In the subgroup analysis with longitudinal data, the interval change in CT-measured WC and WC-manual showed a significant positive correlation (r = 0.308, p = 0.031) with a minimal systematic difference (mean, -0.3 cm). This result may indicate the potential of CT-measured WC to be applied in a follow-up setting instead of WC-manual. Since a relative change in WC-manual has been proposed as a predictor of metabolic syndrome components  or mortality risk , serially-obtained CT-measured WC may also provide prognostic information in obese patients, although further validation is required.

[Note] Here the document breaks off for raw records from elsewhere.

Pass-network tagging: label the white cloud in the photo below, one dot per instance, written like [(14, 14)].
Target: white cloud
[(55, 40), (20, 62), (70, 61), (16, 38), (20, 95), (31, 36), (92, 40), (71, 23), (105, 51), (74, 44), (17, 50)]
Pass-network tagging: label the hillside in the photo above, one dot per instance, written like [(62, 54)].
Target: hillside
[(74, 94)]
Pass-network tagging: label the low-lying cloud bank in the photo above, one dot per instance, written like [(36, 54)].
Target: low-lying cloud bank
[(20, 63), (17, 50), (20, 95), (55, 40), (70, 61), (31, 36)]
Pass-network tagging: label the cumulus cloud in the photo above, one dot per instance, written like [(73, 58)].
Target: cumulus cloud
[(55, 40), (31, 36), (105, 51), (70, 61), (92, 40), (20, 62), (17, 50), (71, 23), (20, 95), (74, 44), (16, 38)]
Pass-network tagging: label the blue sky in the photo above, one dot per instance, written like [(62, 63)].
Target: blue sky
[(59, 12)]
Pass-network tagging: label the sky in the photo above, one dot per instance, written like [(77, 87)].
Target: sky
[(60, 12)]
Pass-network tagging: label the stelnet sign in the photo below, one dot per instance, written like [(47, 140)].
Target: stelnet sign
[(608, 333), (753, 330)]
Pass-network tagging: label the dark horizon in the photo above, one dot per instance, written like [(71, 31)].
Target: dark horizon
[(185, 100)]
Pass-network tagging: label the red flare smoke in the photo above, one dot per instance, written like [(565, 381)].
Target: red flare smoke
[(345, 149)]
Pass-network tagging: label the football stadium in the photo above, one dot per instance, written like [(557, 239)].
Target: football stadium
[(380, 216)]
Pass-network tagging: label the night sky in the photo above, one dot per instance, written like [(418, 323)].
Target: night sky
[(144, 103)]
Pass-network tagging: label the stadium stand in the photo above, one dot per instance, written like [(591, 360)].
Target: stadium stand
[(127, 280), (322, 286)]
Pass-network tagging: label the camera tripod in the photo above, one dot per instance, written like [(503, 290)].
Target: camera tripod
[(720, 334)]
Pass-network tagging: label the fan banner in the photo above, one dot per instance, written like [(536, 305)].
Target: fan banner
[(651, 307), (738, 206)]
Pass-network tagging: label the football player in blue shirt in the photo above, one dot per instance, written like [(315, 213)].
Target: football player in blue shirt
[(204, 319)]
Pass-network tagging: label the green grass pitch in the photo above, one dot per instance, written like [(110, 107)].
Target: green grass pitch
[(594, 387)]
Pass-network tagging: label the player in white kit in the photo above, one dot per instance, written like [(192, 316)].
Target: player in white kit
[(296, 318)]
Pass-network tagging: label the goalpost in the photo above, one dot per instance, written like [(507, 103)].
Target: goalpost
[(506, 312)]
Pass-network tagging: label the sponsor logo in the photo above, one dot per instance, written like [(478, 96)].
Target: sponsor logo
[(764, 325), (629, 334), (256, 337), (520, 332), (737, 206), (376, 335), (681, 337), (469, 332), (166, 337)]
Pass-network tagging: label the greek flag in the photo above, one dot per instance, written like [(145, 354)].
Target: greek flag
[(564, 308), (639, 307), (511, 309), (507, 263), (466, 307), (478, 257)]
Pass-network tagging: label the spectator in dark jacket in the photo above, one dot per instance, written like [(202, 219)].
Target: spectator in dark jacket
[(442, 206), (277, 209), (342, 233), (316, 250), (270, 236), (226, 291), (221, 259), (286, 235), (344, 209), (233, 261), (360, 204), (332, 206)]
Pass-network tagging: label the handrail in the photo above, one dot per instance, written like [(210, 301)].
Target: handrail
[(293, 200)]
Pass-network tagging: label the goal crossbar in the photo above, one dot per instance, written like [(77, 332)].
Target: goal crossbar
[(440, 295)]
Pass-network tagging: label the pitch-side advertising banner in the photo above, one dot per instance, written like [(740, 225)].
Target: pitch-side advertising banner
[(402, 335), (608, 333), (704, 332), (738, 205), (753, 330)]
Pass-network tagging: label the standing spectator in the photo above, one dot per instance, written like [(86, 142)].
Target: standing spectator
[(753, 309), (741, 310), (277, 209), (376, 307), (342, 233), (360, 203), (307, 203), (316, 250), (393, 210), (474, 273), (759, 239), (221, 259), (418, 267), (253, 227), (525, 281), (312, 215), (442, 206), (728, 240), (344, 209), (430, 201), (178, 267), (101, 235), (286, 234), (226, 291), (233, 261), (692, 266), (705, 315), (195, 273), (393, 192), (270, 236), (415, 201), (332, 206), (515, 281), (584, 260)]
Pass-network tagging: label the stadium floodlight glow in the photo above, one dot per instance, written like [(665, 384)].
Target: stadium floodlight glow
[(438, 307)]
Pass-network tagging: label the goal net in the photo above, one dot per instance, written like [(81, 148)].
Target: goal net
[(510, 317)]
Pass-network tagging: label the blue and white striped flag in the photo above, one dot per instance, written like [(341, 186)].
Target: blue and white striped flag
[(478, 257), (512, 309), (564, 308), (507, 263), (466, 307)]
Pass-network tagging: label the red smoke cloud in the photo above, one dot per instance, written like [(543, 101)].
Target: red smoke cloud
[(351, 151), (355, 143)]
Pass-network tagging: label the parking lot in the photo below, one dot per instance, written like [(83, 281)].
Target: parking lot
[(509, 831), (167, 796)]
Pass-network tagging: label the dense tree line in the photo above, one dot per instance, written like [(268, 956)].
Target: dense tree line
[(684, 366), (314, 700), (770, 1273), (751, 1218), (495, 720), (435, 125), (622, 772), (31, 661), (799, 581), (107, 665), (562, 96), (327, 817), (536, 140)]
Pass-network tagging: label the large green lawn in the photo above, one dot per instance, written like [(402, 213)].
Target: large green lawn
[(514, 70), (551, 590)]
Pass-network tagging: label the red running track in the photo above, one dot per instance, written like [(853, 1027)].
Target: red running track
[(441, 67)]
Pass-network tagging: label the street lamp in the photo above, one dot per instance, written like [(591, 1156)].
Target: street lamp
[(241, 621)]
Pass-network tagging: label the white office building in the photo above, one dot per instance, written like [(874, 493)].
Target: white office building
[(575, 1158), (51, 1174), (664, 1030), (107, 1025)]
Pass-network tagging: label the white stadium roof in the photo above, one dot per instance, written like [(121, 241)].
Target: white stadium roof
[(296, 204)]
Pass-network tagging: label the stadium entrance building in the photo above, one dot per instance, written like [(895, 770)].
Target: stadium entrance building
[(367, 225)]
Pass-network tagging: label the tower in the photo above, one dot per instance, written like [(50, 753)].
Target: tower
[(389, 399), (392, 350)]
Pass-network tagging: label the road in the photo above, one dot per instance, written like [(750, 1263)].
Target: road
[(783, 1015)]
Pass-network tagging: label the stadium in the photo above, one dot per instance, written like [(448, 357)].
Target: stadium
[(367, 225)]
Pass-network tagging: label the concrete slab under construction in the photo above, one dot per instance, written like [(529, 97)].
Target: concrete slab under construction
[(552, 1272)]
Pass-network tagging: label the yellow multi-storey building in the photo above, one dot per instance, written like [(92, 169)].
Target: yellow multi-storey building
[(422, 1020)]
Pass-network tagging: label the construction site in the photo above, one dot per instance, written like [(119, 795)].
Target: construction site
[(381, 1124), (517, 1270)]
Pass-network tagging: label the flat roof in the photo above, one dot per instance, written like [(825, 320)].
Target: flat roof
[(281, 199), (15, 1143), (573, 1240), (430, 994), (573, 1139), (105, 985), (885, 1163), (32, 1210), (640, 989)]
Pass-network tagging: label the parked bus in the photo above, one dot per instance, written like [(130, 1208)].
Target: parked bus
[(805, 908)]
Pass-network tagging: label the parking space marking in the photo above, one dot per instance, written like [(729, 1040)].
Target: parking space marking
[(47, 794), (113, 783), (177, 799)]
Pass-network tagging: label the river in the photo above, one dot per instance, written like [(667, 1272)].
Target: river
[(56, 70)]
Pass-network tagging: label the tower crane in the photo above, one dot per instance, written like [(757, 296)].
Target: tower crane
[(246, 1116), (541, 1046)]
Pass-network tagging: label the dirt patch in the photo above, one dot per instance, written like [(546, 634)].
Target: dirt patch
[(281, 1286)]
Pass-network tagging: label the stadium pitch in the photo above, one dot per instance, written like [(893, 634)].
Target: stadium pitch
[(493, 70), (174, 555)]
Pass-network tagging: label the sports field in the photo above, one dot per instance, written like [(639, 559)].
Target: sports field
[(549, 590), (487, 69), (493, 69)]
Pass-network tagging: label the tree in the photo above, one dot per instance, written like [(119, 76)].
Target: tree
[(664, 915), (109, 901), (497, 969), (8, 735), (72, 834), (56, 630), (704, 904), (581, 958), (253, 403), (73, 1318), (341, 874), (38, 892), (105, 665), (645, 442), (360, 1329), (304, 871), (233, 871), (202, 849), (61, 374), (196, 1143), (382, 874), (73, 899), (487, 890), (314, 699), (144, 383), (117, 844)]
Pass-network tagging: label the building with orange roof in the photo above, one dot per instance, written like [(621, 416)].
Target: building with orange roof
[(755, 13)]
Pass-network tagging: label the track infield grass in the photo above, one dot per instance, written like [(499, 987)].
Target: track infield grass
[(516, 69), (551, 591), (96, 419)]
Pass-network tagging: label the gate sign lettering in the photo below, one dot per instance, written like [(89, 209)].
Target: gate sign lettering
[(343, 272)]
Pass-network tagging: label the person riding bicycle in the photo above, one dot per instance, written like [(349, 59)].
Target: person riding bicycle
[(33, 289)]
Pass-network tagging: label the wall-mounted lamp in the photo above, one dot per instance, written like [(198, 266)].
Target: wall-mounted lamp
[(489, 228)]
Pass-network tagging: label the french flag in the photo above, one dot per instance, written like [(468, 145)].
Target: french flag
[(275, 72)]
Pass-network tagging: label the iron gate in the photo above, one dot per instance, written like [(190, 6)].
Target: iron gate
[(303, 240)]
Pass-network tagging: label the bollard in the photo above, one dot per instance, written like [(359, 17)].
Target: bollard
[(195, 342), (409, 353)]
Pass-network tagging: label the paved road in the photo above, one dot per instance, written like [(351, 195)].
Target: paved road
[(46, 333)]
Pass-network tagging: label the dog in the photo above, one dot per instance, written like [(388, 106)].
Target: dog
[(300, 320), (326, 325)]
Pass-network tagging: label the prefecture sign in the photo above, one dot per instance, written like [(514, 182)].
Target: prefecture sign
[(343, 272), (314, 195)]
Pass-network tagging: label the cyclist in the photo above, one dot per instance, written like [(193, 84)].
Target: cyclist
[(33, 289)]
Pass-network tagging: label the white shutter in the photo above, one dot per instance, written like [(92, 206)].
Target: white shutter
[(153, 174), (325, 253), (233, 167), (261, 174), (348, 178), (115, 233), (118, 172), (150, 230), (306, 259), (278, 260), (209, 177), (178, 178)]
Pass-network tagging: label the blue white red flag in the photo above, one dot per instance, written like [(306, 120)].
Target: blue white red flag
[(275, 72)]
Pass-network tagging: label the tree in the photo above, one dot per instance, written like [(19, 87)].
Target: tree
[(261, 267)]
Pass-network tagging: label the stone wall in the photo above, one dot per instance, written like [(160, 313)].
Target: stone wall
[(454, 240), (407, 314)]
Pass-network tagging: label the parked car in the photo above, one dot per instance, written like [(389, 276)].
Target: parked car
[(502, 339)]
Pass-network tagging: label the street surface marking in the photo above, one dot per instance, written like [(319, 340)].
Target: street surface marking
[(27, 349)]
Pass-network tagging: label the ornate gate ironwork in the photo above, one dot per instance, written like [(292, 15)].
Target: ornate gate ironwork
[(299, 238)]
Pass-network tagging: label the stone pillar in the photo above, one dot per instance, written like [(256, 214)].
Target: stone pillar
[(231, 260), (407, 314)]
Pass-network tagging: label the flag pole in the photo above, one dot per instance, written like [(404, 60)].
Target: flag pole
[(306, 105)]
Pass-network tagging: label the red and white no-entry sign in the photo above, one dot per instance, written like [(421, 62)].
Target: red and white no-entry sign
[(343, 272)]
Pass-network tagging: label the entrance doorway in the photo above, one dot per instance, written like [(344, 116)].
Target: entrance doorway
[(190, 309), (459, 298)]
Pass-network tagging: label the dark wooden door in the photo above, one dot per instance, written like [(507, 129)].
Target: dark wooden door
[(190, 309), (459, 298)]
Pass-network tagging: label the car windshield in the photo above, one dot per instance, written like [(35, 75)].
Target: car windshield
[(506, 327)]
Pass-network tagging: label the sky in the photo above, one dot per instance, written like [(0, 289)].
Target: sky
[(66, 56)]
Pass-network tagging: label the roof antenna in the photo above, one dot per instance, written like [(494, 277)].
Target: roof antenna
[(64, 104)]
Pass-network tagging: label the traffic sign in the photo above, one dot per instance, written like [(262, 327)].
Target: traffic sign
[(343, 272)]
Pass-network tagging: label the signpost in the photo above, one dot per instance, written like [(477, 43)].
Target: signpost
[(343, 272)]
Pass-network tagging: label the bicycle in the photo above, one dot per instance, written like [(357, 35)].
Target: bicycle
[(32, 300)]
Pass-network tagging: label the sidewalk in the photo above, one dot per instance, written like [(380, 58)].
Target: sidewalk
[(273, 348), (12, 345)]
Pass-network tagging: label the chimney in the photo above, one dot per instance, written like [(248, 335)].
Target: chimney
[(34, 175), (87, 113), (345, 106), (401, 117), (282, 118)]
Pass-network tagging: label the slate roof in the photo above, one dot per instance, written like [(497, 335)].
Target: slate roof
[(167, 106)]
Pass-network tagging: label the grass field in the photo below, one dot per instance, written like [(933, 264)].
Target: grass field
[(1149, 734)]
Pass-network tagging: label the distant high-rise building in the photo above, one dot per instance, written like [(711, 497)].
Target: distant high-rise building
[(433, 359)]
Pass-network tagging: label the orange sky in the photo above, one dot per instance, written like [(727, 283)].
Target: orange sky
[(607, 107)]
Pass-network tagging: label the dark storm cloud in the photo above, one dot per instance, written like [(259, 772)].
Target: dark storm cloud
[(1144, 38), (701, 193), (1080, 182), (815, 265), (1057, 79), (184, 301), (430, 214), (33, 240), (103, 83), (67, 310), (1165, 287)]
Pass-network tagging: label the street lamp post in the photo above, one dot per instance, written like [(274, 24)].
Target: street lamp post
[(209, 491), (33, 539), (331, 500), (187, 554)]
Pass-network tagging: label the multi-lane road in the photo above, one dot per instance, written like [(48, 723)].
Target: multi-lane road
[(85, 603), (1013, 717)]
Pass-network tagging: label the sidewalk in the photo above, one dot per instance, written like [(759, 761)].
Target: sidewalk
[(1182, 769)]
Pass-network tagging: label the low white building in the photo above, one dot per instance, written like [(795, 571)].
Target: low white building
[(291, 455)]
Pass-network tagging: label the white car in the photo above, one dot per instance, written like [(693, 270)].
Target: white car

There were several limitations in our study. First, this was a retrospective study of subjects who received routine health check-ups at a single center. To widen the generalizability of our study results, technical efficacy and measurement accuracy would need to be tested in different study populations such as cancer patients, and using various kinds of CT machines and scan protocols. Second, we evaluated the performance of WC for overweight/obesity, but not for obesity or severe obesity because only small numbers of subjects with obesity (less than 5% of the study sample) were included. Future studies are needed to determine the cut-offs for each obesity category in order for CT-measured WC to be utilized as a parameter providing detailed assessment and management guidance. Third, our study did not evaluate CT-measured WC as an indicator of metabolic conditions or as a predictor of clinical outcomes, although it indirectly showed its potential for such use.
In conclusion, CT-measured WC using a fully automated body segmentation algorithm was closely correlated with manually-measured WC, and can serve as an adjunct output of abdominal CT scans for overweight and obesity.